Donald Trump and Ronald Reagan, both Republicans, ran on the same slogan—Make America Great Again. Reagan evolved into a centrist due to the Democrat majority in Congress. Both election victories and campaigns grew out of distrust with the Democratic presidents before them and the government’s overreach, lies, and secrets kept from the American people. They pledged to end the plight of the average citizen who felt the government failed to meet their needs in addition to an imaginary decline of their rights when minorities gained civil rights and the movement away from white America. Yet, as of this moment, their legacies in American soccer history remain distinctly different.
In my master’s thesis, “Americanizing the Beautiful Game: The Rise of Mainstream Soccer in the United States, 1960-2005,” I devoted an entire chapter to how the United States gained the bid to host the 1994 World Cup, which included public, influential support from former president Ronald Reagan in 1988. He also pledged support for the 1986 World Cup bid when US Soccer attempted to bring it to the United States after Columbia failed to hold up FIFA’s requirements. Reagan, who knew nothing about soccer, understood the broader cultural and political implications and evolved into one of the main reasons for FIFA awarding the ’94 World Cup to the US; however, until my thesis, scholars glossed over his role. Reagan showed his support with personal letters to Joao Havelange, invitations to wine and dine at the White House, and a short video recording to be shown during US Soccer’s bid presentation. With Reagan’s support, each Federal agency agreed to fully implement policies, especially regarding transportation, housing, and international travel.

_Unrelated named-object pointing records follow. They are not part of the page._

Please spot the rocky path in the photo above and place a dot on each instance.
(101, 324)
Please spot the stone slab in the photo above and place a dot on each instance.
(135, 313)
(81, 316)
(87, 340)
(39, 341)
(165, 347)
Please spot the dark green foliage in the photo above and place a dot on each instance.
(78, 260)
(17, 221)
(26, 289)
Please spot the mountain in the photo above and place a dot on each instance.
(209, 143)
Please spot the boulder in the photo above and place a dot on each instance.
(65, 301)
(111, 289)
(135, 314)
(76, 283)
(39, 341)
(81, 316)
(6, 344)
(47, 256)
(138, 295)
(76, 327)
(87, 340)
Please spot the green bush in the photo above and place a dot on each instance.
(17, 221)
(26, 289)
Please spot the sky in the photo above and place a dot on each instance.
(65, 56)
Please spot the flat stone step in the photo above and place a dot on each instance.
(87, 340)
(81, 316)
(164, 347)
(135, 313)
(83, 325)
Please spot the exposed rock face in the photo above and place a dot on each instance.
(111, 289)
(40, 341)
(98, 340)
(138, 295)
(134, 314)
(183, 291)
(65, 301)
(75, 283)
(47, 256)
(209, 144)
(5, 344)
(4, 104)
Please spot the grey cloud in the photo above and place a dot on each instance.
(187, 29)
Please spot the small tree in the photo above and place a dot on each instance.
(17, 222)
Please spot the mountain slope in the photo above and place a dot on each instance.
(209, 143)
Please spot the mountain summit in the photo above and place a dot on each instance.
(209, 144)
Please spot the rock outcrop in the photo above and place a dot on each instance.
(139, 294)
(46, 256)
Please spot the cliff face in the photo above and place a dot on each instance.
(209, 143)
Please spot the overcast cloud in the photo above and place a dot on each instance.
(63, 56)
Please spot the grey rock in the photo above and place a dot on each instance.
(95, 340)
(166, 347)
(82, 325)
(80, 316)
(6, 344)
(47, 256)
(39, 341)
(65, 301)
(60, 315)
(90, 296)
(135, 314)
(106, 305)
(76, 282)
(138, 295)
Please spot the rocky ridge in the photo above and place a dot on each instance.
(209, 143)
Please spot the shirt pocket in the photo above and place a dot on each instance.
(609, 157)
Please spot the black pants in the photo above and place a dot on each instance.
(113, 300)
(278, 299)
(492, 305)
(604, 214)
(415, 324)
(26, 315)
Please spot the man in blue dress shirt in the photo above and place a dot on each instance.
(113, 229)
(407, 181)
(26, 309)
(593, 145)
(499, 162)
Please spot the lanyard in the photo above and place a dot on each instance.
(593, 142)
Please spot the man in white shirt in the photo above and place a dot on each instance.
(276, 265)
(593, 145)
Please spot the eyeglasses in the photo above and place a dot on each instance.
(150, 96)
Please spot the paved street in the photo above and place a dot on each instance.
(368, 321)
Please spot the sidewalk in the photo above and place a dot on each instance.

Reagan led the conservative movement after Barry Goldwater left its forefront, and he started the “Reagan Revolution.” Yet, his policies never featured the same xenophobia demonstrated by Trump, Steve Bannon, and the rest of the administration with their Muslim Ban.
Over the past two months, FIFA and UEFA both released comments about how the ban might preclude the United States from hosting a World Cup because Iran, Syria, Libya, Somalia, Sudan, and Yemen all compete to qualify for the tournament. The ban would prevent the players, coaching staff, journalists, fans, and more from attending a US-hosted World Cup. Already Justin Meram, an Iraqi international player in MLS, has turned down a national team call-up for a game in Iran. In February, a Muslim player turned down a DP-contract with an MLS team due to his concerns about the safety for Muslims in the United States.
This situation brings up a financial question. How much will the ban cost US Soccer and possibly the federal government? If Trump keeps the ban, the only foreseeable way for the US to win the bid would be through bribery or Trump enforces a temporary suspension of the ban. Should he win reelection, the forty-sixth president would be inaugurated mere months before the 2026 World Cup should begin. Bribery worked for Qatar and Russia regardless of their human rights violations. Yet, a bribe from US Soccer would demonstrate enormous hypocrisy since the FBI investigated FIFA for corruption in 2015.
Donald Trump, like most other Republican politicians, idolizes Ronald Reagan. He likely compares himself to the former president, but Reagan understood politics and held elected office before his presidential election. Trump wants to “Make America Great Again,” but so far he has damaged the country and apparently will continue to do so. Hosting the 2026 World Cup will not fulfill his campaign promise nor will not hosting it; but, Trump’s immigration ban shows the broad impact of politics, even on sport.